John N. Seguín
Annotation: Even though many Tejanos had fought for Texas independence, they soon found themselves reduced to second-class social, political, and economic status. At first, Tejanos took an important political role in the new Texas republic. Lorenzo de Zavala was chosen the first vice-president and Juan Seguin became mayor of San Antonio.
But especially after Mexico attempted to invade Texas twice in 1842, Tejanos found themselves stigmatized as aliens in their own land. After he was accused of supporting Mexico's attempted invasion, Juan Seguin was forced to flee south to Mexico.
The new Texas constitution denied citizenship and property rights anyone who failed to support the revolution. All persons of Hispanic ancestry were considered to be in this category unless they could prove otherwise. The Texas government also declared to be aliens any Tejanos who left the Republic during the Texas Revolution.
Violent intimidation and murder forced many Tejanos to leave Texas and squatters quickly occupied their lands. Lynchings, beatings, and riotings broke out against Mexican American landowners. In Nueces County, where at the time of Texas independence Mexican Americans had owned all 15 land grants, only one Tejano holding was surviving in 1859. By 1860 there were only two Tejanos among the 263 Texans with over $100,000 in real property. In 1856, in the case of McKinney v. Saviego, the Supreme Court ruled that protections for property and civil rights included in the Treaty of Guadalupe Hidalgo, ending the Mexican War, did not apply to Texas, since it had been annexed prior to the conflict.
While delegates to the constitutional convention of the state of Texas at its admission to the Union rejected a motion to restrict voting to Anglos, violent intimidation kept Mexican Americans from the polls. In south Texas, large landowners and political bosses used their economic power to manipulate the votes of Mexican American cowboys and laborers. Late in the nineteenth century, many Texas counties restricted primaries to Anglos. In 1902 the state approved a poll tax to further reduce the Mexican American (and African American) vote.
In the selection here, written in 1858, a leading Tejano discovers that he has become a foreigner in his native land.
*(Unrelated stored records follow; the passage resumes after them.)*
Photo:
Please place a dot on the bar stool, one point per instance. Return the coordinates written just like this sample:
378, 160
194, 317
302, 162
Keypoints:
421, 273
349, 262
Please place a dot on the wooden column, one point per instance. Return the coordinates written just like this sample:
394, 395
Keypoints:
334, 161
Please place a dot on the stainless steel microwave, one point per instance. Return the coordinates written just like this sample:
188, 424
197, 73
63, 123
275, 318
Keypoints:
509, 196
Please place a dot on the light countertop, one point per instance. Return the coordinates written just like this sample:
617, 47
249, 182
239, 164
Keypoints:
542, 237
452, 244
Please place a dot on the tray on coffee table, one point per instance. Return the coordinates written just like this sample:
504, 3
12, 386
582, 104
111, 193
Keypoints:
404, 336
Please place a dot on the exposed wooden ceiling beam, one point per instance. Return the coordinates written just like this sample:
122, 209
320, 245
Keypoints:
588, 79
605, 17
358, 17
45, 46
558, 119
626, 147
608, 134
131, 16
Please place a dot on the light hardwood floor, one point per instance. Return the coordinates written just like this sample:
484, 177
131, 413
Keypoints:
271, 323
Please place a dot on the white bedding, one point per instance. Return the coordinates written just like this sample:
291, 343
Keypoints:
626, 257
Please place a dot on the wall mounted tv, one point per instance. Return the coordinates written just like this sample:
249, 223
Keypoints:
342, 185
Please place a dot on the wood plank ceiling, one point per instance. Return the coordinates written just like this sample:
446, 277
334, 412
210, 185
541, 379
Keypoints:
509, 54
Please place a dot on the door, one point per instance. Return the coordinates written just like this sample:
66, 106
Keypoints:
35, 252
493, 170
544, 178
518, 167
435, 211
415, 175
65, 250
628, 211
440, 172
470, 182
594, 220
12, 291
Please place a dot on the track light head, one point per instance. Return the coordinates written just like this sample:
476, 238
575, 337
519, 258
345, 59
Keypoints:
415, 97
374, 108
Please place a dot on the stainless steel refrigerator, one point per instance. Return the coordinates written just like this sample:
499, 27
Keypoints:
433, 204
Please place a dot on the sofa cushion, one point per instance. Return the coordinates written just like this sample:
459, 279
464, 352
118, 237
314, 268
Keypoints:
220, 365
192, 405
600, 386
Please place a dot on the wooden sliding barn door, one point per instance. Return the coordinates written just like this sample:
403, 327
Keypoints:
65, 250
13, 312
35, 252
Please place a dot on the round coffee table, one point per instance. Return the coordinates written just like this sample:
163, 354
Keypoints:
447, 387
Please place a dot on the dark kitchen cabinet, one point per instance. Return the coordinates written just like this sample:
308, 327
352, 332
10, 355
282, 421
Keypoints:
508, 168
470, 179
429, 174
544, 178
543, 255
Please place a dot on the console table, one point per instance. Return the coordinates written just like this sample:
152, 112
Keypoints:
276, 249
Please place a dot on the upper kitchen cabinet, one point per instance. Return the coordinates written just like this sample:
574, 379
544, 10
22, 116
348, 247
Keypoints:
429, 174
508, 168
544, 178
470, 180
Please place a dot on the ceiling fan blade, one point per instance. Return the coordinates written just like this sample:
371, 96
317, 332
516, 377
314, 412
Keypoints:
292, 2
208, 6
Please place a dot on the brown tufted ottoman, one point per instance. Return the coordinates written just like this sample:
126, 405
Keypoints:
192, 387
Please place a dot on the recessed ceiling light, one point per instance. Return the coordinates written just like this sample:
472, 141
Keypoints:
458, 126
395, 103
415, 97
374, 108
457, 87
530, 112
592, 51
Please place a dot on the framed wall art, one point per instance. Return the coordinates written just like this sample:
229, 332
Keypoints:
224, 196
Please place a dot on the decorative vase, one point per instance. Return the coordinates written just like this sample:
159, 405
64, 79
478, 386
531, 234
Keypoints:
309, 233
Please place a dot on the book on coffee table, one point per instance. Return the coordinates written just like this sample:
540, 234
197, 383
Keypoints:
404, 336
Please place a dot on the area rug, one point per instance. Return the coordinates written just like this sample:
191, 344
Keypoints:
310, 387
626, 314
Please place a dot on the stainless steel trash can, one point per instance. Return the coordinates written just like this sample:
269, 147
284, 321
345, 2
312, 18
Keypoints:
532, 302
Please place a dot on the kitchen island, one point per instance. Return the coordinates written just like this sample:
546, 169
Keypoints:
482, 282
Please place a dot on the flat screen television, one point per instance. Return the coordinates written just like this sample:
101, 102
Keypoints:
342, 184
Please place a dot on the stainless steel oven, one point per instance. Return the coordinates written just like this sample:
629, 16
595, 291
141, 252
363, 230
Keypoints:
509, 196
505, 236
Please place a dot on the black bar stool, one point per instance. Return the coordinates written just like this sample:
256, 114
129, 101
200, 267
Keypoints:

Document: A native of the City of San Antonio de Bexar, I embraced the cause of Texas at the report of the first cannon which foretold her liberty; filled an honorable situation in the ranks of the conquerors of San Jacinto, and was a member of the legislative body of the Republic. I now find myself, in the very land, which in other times bestowed on me such bright and repeated evidences of trust and esteem, exposed to the attacks of scribblers and personal enemies, who, to serve political purposes, and engender strife, falsify historical facts, with which they are but imperfectly acquainted. I owe it to myself, my children and friends, to answer them with a short, but true exposition of my acts, from the beginning of my public career, to the time of the return of General Woll from the Rio Grande, with the Mexican forces, amongst which I was then serving....
I have been the object of the hatred and passionate attacks of some few disorganizers, who, for a time, ruled, as masters, over the poor and oppressed population of San Antonio. Harpy-like, ready to pounce on every thing that attracted the notice of their rapacious avarice, I was an obstacle to the execution of their vile designs. They, therefore, leagued together to exasperate and ruin me; spread against me malignant calumnies, and made use of odious machinations to sully my honor and tarnish my well earned reputation.